Adding all cloud credentials
# Scan detects AWS and Wrangler automatically configsync scan # ✓ Detected: aws (~/.aws/credentials, ~/.aws/config) # ✓ Detected: wrangler (~/.wrangler/config/default.toml) # Add GCP credentials configsync add config ~/.config/gcloud/properties configsync add config ~/.config/gcloud/application_default_credentials.json # Add Azure credentials configsync add config ~/.azure/config configsync add config ~/.azure/azureProfile.json # Push all cloud credentials (encrypted) configsync push
Automatic encryption: ConfigSync detects that these files contain access keys, tokens, and secrets. They are encrypted with AES-128 before leaving your machine. The server never sees plaintext credentials.

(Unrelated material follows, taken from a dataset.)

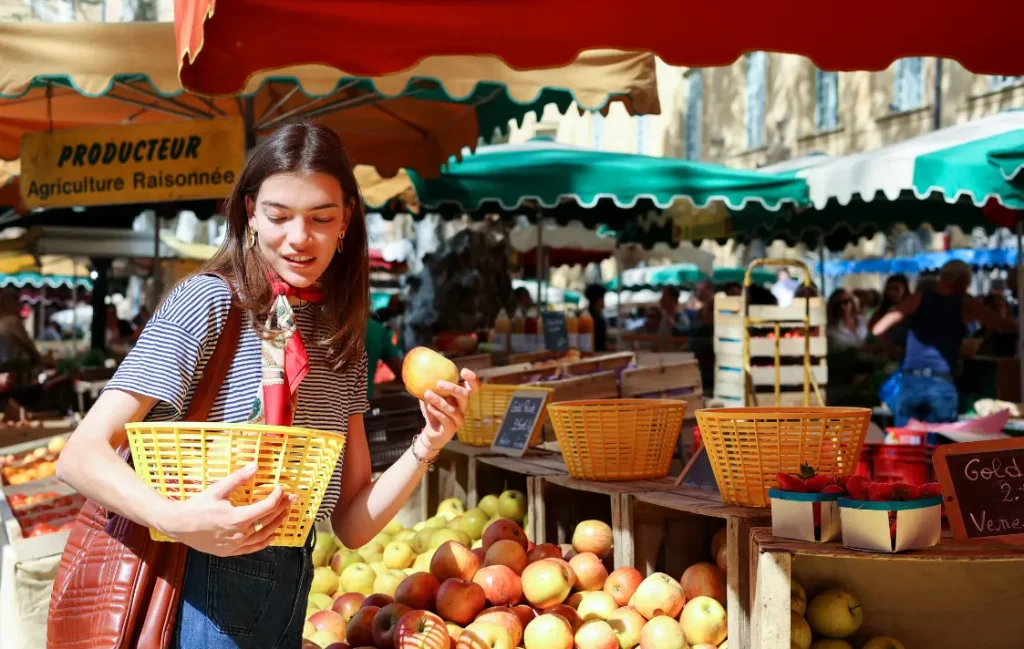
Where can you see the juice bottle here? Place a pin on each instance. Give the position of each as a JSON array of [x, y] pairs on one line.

Environment-Scoped Credentials

Development and production should use different credentials. ConfigSync profiles let you scope cloud credentials to environments:

~/.configsync/config.yaml
profiles: development: vars: aws_profile: "dev-account" gcp_project: "myapp-dev-123" staging: vars: aws_profile: "staging-account" gcp_project: "myapp-staging-456" production: vars: aws_profile: "prod-account" gcp_project: "myapp-prod-789"
~/.aws/config with template variables
[default] region = us-east-1 profile = {{vars.aws_profile}} [profile dev-account] region = us-east-1 output = json [profile staging-account] region = us-east-1 output = json [profile prod-account] region = us-east-1 output = json mfa_serial = arn:aws:iam::123456789:mfa/sean

Pull with configsync pull --profile development and your default AWS profile points to the dev account. Switch profiles and every cloud CLI reconfigures itself. No manual profile switching across four different tools.

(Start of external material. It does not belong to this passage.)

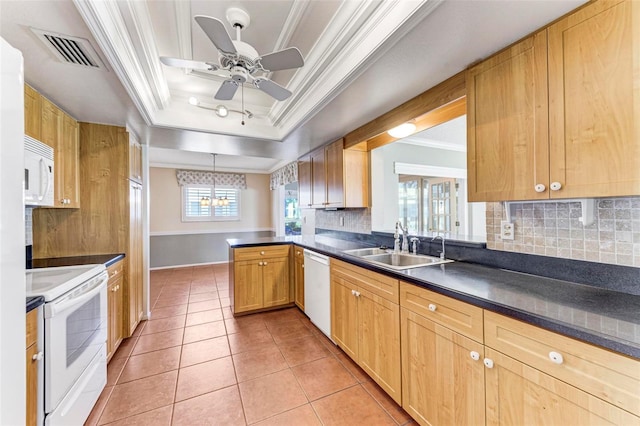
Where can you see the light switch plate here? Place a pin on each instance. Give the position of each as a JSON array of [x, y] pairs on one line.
[[506, 230]]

One Push, All Clouds Configured

The real payoff comes when you set up a new machine or cloud VM:

New machine: all cloud CLIs ready
# On your new machine or VM configsync setup --token cs_xxx configsync pull # Every cloud CLI is immediately configured aws sts get-caller-identity # ✓ Authenticated gcloud config list # ✓ Project configured az account show # ✓ Subscription set wrangler whoami # ✓ Account connected

No login flows. No finding access keys in a password manager. No figuring out which GCP project ID goes with which environment. One pull and every cloud tool is ready to use.

Credential Rotation Made Simple

When you rotate a cloud credential — which you should do regularly — update it on one machine and push. Every other machine picks up the new credential on the next pull. There is no list of machines to update, no SSH sessions to open, no credentials to copy between laptops.

For teams, this is even more powerful. A shared profile with shared credentials means rotating a key updates it for every developer at once. Combined with ConfigSync's version history, you can also roll back to previous credentials if something goes wrong.